La crisis poselectoral en Perú se profundizó este lunes luego de que Roberto Sánchez denunciara la existencia de un supuesto “fraude en desarrollo” y anunciara que no reconocerá un eventual gobierno de Keiko Fujimori si las autoridades electorales validan los resultados actuales de la segunda vuelta presidencial.
Durante una conferencia de prensa en Lima, el candidato de Juntos por el Perú sostuvo que existen irregularidades en el procesamiento de los votos emitidos por los peruanos residentes en el extranjero. Según Sánchez, cambios introducidos durante el proceso electoral habrían afectado las garantías de transparencia en la transmisión y custodia de las actas provenientes de los consulados.
Peruanos celebrando la victoria de Fujimori
La postura del dirigente izquierdista representa una nueva escalada en una disputa que ya lleva varias semanas. Desde que Keiko Fujimori logró revertir la ventaja inicial de Sánchez gracias al conteo de votos provenientes del exterior, el candidato ha impulsado diversas acciones legales para intentar anular esos sufragios.
Sin embargo, los recursos presentados hasta el momento han sido rechazados por las autoridades electorales debido a problemas procesales y falta de evidencias suficientes.
Actualmente, con más del 99,7% de los votos contabilizados, Fujimori mantiene una ventaja cercana a los 40.000 votos y registra aproximadamente el 50,11% de los sufragios válidos frente al 49,89% obtenido por Sánchez. Los votos emitidos en el extranjero han sido decisivos para consolidar esa diferencia, ya que alrededor del 65% de esos electores respaldaron a la candidata de Fuerza Popular.

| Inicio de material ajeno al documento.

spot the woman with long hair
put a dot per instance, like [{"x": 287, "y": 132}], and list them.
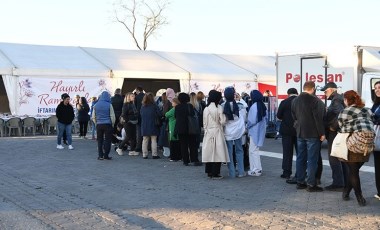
[
  {"x": 257, "y": 122},
  {"x": 214, "y": 147},
  {"x": 354, "y": 118},
  {"x": 376, "y": 154},
  {"x": 186, "y": 140},
  {"x": 83, "y": 116},
  {"x": 130, "y": 117}
]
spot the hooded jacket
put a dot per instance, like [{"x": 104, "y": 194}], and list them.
[
  {"x": 65, "y": 113},
  {"x": 103, "y": 112}
]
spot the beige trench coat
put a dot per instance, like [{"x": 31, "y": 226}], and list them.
[{"x": 214, "y": 148}]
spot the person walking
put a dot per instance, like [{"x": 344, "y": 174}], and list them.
[
  {"x": 83, "y": 117},
  {"x": 287, "y": 132},
  {"x": 103, "y": 116},
  {"x": 256, "y": 125},
  {"x": 233, "y": 132},
  {"x": 65, "y": 116},
  {"x": 376, "y": 154},
  {"x": 139, "y": 92},
  {"x": 93, "y": 126},
  {"x": 175, "y": 148},
  {"x": 308, "y": 111},
  {"x": 117, "y": 104},
  {"x": 331, "y": 126},
  {"x": 130, "y": 118},
  {"x": 149, "y": 130},
  {"x": 355, "y": 118},
  {"x": 186, "y": 140},
  {"x": 214, "y": 147}
]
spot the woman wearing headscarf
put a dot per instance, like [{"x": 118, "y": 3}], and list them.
[
  {"x": 214, "y": 148},
  {"x": 186, "y": 140},
  {"x": 83, "y": 109},
  {"x": 376, "y": 154},
  {"x": 233, "y": 131},
  {"x": 355, "y": 118},
  {"x": 256, "y": 125}
]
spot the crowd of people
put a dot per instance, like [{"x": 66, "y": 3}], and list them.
[
  {"x": 306, "y": 123},
  {"x": 231, "y": 129}
]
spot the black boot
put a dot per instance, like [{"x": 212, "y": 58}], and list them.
[
  {"x": 361, "y": 200},
  {"x": 346, "y": 194}
]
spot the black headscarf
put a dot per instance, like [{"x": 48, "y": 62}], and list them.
[
  {"x": 214, "y": 97},
  {"x": 257, "y": 97},
  {"x": 229, "y": 94}
]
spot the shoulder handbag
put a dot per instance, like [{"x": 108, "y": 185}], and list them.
[
  {"x": 192, "y": 123},
  {"x": 339, "y": 146},
  {"x": 377, "y": 138},
  {"x": 133, "y": 119},
  {"x": 361, "y": 142}
]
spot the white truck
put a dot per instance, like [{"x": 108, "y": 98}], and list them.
[{"x": 294, "y": 70}]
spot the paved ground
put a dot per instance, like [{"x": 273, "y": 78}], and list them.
[{"x": 45, "y": 188}]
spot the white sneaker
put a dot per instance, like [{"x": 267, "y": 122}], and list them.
[
  {"x": 252, "y": 173},
  {"x": 120, "y": 152}
]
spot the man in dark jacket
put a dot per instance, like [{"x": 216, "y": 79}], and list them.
[
  {"x": 308, "y": 111},
  {"x": 103, "y": 116},
  {"x": 117, "y": 104},
  {"x": 331, "y": 124},
  {"x": 65, "y": 115},
  {"x": 138, "y": 103},
  {"x": 288, "y": 132}
]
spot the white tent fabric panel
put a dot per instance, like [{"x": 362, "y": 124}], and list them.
[
  {"x": 371, "y": 59},
  {"x": 207, "y": 66},
  {"x": 11, "y": 83},
  {"x": 45, "y": 60},
  {"x": 137, "y": 64}
]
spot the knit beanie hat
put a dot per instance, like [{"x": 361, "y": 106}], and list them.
[{"x": 64, "y": 96}]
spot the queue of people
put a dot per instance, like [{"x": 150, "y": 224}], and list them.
[{"x": 145, "y": 125}]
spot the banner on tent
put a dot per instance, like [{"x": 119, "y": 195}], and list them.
[
  {"x": 39, "y": 96},
  {"x": 206, "y": 86}
]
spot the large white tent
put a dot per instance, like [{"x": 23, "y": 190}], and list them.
[{"x": 34, "y": 76}]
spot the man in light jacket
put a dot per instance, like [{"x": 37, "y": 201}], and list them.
[{"x": 103, "y": 116}]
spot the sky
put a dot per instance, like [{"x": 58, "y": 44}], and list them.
[{"x": 254, "y": 27}]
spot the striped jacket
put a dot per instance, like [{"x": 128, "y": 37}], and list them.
[{"x": 354, "y": 119}]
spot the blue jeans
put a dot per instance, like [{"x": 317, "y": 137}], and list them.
[
  {"x": 239, "y": 153},
  {"x": 61, "y": 128},
  {"x": 307, "y": 159},
  {"x": 93, "y": 129}
]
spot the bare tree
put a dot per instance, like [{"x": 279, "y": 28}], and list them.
[{"x": 141, "y": 17}]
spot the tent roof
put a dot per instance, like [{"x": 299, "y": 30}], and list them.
[
  {"x": 371, "y": 59},
  {"x": 137, "y": 64},
  {"x": 51, "y": 61},
  {"x": 208, "y": 67},
  {"x": 263, "y": 66}
]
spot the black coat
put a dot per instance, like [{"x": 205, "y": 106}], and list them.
[
  {"x": 284, "y": 113},
  {"x": 65, "y": 113},
  {"x": 336, "y": 106},
  {"x": 308, "y": 111},
  {"x": 180, "y": 113},
  {"x": 117, "y": 104}
]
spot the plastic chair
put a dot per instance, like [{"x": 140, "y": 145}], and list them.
[
  {"x": 2, "y": 127},
  {"x": 14, "y": 123},
  {"x": 51, "y": 122},
  {"x": 29, "y": 122}
]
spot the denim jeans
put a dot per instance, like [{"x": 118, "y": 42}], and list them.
[
  {"x": 61, "y": 128},
  {"x": 337, "y": 167},
  {"x": 307, "y": 159},
  {"x": 239, "y": 153}
]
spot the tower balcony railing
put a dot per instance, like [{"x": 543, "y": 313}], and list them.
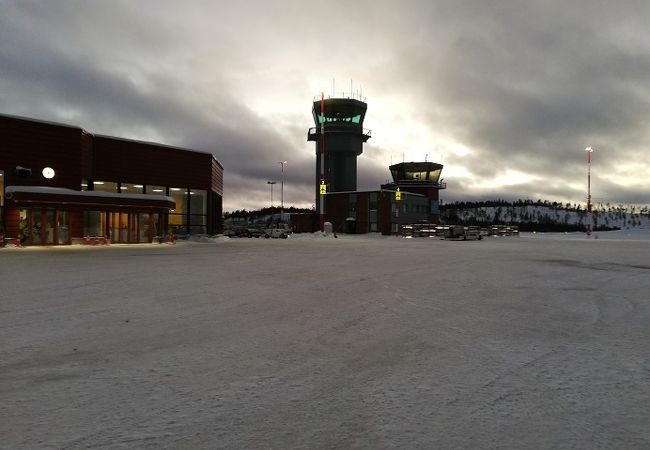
[
  {"x": 334, "y": 129},
  {"x": 418, "y": 182},
  {"x": 351, "y": 95}
]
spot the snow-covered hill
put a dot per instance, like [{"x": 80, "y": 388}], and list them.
[{"x": 546, "y": 216}]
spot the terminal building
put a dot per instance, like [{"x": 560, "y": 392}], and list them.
[{"x": 60, "y": 184}]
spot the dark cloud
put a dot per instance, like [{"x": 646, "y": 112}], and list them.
[{"x": 523, "y": 86}]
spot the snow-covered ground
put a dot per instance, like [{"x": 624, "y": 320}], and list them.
[{"x": 531, "y": 342}]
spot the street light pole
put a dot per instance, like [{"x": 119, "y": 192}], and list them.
[
  {"x": 589, "y": 151},
  {"x": 282, "y": 163},
  {"x": 271, "y": 183}
]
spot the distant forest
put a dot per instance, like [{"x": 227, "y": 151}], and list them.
[
  {"x": 542, "y": 215},
  {"x": 528, "y": 215}
]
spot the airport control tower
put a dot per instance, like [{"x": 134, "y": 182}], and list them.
[{"x": 339, "y": 136}]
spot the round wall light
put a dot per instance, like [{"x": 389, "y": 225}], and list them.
[{"x": 48, "y": 172}]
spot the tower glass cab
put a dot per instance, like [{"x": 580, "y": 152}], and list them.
[{"x": 344, "y": 135}]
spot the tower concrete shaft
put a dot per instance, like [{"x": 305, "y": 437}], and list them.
[{"x": 339, "y": 128}]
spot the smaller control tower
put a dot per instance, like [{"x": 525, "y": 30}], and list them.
[
  {"x": 339, "y": 136},
  {"x": 419, "y": 178}
]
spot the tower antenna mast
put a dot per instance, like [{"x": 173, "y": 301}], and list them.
[{"x": 322, "y": 162}]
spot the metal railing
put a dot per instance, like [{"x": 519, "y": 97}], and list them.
[
  {"x": 344, "y": 129},
  {"x": 343, "y": 95}
]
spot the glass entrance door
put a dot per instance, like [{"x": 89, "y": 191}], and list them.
[{"x": 43, "y": 226}]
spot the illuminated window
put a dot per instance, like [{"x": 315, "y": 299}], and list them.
[
  {"x": 128, "y": 188},
  {"x": 156, "y": 190},
  {"x": 105, "y": 186}
]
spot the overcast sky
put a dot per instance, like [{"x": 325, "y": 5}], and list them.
[{"x": 506, "y": 94}]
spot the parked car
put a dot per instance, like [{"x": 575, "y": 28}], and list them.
[
  {"x": 256, "y": 232},
  {"x": 280, "y": 233},
  {"x": 238, "y": 232}
]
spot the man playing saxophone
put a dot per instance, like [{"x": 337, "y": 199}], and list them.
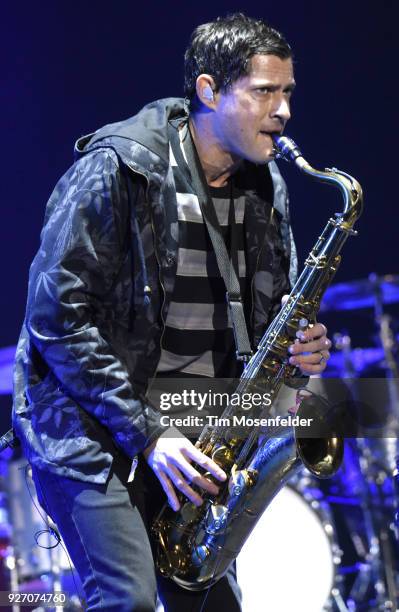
[{"x": 126, "y": 287}]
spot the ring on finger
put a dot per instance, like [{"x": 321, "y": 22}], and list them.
[{"x": 322, "y": 357}]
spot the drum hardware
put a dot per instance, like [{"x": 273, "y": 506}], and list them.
[
  {"x": 377, "y": 584},
  {"x": 359, "y": 294}
]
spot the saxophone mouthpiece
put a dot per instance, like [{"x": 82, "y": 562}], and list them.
[{"x": 286, "y": 148}]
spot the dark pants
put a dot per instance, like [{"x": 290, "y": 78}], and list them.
[{"x": 105, "y": 529}]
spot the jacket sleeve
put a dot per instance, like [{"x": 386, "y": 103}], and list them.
[{"x": 77, "y": 263}]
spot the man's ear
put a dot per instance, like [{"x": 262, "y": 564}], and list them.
[{"x": 205, "y": 89}]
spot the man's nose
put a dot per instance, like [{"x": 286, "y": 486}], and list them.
[{"x": 281, "y": 108}]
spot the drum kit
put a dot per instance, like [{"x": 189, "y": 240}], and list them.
[
  {"x": 333, "y": 545},
  {"x": 321, "y": 545}
]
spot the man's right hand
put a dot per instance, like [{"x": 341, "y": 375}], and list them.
[{"x": 170, "y": 456}]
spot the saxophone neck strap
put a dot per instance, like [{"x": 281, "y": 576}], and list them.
[{"x": 228, "y": 266}]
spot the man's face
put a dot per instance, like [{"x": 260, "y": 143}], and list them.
[{"x": 256, "y": 106}]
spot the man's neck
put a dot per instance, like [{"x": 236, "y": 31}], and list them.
[{"x": 218, "y": 165}]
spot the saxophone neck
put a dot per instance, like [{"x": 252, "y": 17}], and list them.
[{"x": 349, "y": 187}]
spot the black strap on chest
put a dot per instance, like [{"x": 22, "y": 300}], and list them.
[{"x": 228, "y": 266}]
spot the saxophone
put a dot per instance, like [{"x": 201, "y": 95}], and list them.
[{"x": 196, "y": 545}]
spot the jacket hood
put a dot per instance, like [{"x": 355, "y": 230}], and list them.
[{"x": 148, "y": 128}]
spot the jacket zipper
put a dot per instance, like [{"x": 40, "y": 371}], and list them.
[
  {"x": 157, "y": 258},
  {"x": 256, "y": 269}
]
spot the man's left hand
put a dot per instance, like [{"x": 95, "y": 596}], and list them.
[{"x": 310, "y": 352}]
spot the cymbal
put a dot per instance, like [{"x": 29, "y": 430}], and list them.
[
  {"x": 362, "y": 293},
  {"x": 7, "y": 355}
]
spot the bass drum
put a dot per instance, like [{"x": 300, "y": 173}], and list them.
[{"x": 289, "y": 562}]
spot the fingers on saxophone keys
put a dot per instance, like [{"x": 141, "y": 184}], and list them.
[
  {"x": 168, "y": 489},
  {"x": 207, "y": 463},
  {"x": 317, "y": 358}
]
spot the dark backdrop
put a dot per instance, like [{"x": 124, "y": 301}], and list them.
[{"x": 72, "y": 66}]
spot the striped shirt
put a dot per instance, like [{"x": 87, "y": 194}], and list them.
[{"x": 198, "y": 336}]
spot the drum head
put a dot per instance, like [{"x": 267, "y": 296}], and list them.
[{"x": 287, "y": 562}]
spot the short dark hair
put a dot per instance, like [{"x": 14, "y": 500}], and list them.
[{"x": 223, "y": 48}]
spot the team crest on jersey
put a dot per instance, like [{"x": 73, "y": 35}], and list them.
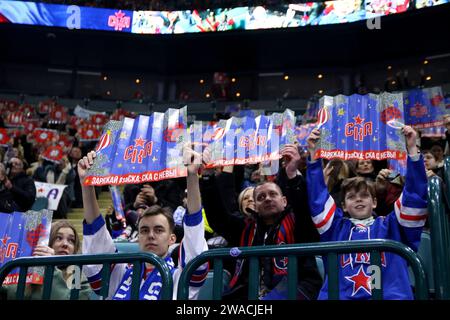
[
  {"x": 360, "y": 281},
  {"x": 280, "y": 262},
  {"x": 351, "y": 259}
]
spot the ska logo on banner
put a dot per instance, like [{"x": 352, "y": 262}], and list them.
[
  {"x": 148, "y": 148},
  {"x": 362, "y": 127}
]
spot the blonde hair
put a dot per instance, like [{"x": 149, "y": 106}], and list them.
[
  {"x": 64, "y": 224},
  {"x": 241, "y": 198}
]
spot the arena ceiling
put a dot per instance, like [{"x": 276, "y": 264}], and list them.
[{"x": 405, "y": 36}]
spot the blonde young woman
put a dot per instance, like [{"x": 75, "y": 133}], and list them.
[{"x": 64, "y": 240}]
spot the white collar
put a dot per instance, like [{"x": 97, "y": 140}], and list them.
[{"x": 365, "y": 222}]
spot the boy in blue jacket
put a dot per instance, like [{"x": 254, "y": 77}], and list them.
[{"x": 404, "y": 224}]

Además de rechazar los resultados, Sánchez anunció nuevas movilizaciones y llamó a sus seguidores a mantenerse organizados mientras continúan los reclamos judiciales. También solicitó la suspensión del proceso de proclamación hasta que se resuelvan todos los recursos pendientes relacionados con la votación en el exterior.
El comunista Roberto Sánchez
Las denuncias han sido cuestionadas por organismos electorales y observadores internacionales. Tanto la Organización de Estados Americanos (OEA) como la Unión Europea señalaron que la elección se desarrolló con normalidad y no reportaron evidencias de fraude sistemático. Asimismo, las autoridades electorales peruanas han defendido la legalidad de los procedimientos utilizados durante el conteo.
Mientras la ventaja de Keiko Fujimori se mantiene estable y la proclamación oficial parece cada vez más cercana, las declaraciones de Sánchez anticipan que la disputa política continuará incluso después de conocerse el resultado definitivo, prolongando un clima de polarización e incertidumbre en el país.